1. PV-direct systems are the simplest, consisting of a PV module or modules connected directly to a load. There may be electronic controls or a linear current booster between the two. Having no storage capability, these systems operate only when the sun is shining. Common applications are water pumping and ventilation.
2. Off-grid or “stand-alone” systems pair PV modules with batteries for energy storage. This allows energy use when the sun isn’t shining, like at night or during storms. A charge controller prevents overcharging the batteries; it can also protect against too deeply discharging the batteries. These systems usually have an inverter, which converts the DC electricity generated by the PV modules and stored in the batteries to conventional AC electricity so that common appliances may be used.
Off-grid systems must supply all of the energy needed, so they often include other sources to supplement solar energy, such as a fuel-fired generator, or wind or hydro generator. Users must learn to live within their energy budget, since there is a limited supply.
3. Battery-based grid-tied systems are similar to stand-alone systems except they can use the grid for “selling” surplus energy (and earning credits for future use—net billing) and for backup battery charging. With these attributes, battery-based grid-tied systems have the best of both worlds. However, they are more complex and more expensive than batteryless grid-tied systems.
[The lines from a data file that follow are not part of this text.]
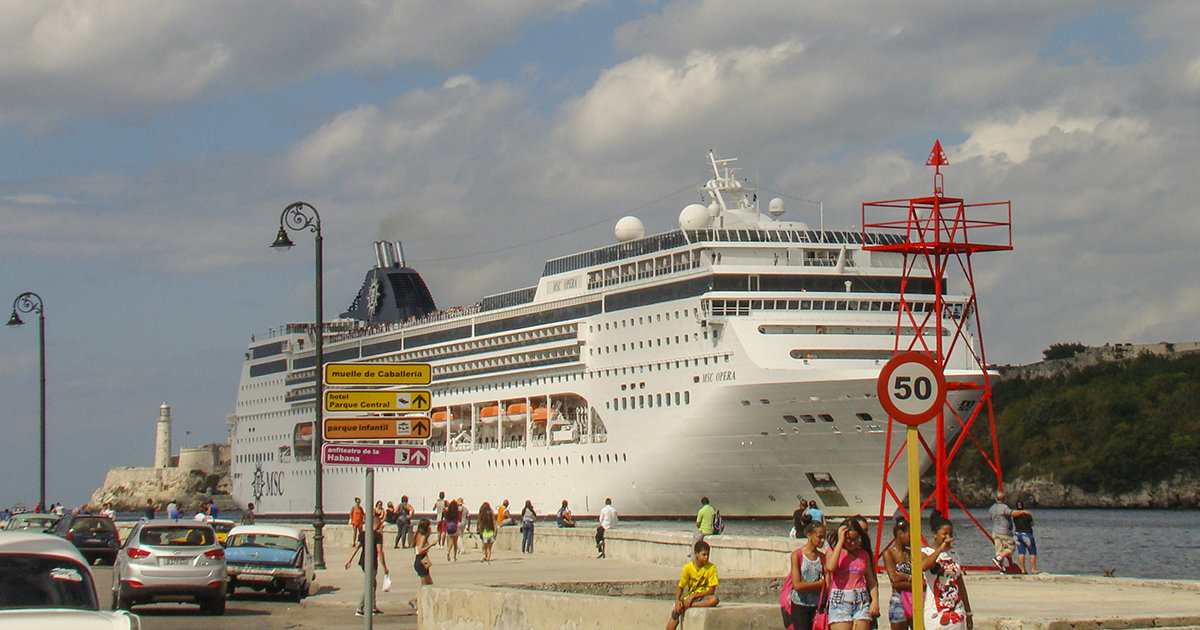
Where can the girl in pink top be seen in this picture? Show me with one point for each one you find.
(853, 591)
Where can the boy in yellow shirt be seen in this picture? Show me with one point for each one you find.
(697, 585)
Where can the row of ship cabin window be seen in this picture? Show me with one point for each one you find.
(649, 400)
(646, 319)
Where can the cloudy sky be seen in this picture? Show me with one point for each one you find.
(148, 147)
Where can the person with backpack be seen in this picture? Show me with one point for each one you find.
(804, 581)
(703, 520)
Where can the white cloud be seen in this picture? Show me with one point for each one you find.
(1013, 138)
(648, 100)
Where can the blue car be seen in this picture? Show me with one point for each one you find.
(271, 558)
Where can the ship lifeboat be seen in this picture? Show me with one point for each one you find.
(516, 412)
(489, 414)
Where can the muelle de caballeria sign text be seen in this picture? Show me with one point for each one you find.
(378, 373)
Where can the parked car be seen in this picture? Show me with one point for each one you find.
(34, 522)
(271, 558)
(222, 527)
(171, 561)
(45, 582)
(94, 535)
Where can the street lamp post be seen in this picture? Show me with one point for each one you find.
(31, 303)
(300, 216)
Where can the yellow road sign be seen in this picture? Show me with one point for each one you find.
(363, 401)
(378, 373)
(377, 427)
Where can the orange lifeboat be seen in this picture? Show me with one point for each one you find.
(516, 412)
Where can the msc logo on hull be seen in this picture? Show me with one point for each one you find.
(267, 484)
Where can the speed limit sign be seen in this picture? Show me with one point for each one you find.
(912, 388)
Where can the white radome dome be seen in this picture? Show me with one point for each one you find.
(629, 228)
(694, 216)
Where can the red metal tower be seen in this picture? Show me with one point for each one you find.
(940, 239)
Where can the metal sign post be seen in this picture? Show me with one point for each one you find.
(912, 390)
(369, 558)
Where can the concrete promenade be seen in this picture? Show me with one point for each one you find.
(460, 600)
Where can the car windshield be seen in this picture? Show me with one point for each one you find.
(177, 537)
(35, 581)
(31, 522)
(94, 523)
(263, 540)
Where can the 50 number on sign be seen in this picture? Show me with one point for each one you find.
(912, 388)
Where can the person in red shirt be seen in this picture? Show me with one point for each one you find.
(357, 516)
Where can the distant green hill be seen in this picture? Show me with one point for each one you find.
(1109, 427)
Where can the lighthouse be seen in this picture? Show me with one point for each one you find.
(162, 438)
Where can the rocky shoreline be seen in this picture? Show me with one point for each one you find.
(1179, 492)
(129, 487)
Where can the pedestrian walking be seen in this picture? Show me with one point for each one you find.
(439, 509)
(697, 585)
(1002, 533)
(815, 513)
(853, 591)
(798, 520)
(503, 516)
(805, 579)
(403, 522)
(947, 605)
(389, 514)
(564, 516)
(486, 529)
(898, 561)
(703, 520)
(358, 516)
(379, 559)
(453, 517)
(607, 521)
(423, 543)
(1026, 546)
(527, 517)
(247, 515)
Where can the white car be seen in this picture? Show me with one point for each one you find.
(271, 558)
(45, 582)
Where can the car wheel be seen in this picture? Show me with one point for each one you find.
(121, 600)
(214, 606)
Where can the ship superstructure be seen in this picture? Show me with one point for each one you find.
(733, 358)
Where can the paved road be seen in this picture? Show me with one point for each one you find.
(331, 606)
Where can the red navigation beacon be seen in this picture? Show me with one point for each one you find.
(942, 233)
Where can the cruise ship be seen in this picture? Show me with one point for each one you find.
(735, 358)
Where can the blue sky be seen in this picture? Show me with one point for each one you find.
(148, 149)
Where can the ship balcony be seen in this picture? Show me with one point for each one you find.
(300, 394)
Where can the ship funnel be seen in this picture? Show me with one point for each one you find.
(389, 255)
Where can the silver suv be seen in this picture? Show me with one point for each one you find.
(171, 561)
4. Batteryless grid-tied systems are connected to the utility. Compared to battery-based systems, they are simpler, more cost-effective and environmentally friendly, and require the least maintenance. Their drawback is that when the utility grid is out of service or out of spec, they cease operation until the grid problem is resolved. These systems usually have one major electronic component—the batteryless inverter, which converts the PV output to usable electricity for your home or for sending back to the utility. More recently, microinverter-based systems—in which an inverter is matched to each PV module—and AC modules (which incorporate a microinverter onto the module) have gained a foothold in the market. Microinverter-based systems are especially suitable in areas where partial shading of an array is a concern.
Most new systems installed in the developed world are batteryless grid-tied systems. Whether to have backup or not is a practical and personal decision, based on the number and duration of outages in your area and your personal preferences and needs.
How you use solar electricity depends on your application and your personal choice. One of the four configurations above will best serve your needs, allowing you to use the solar energy that comes up every morning.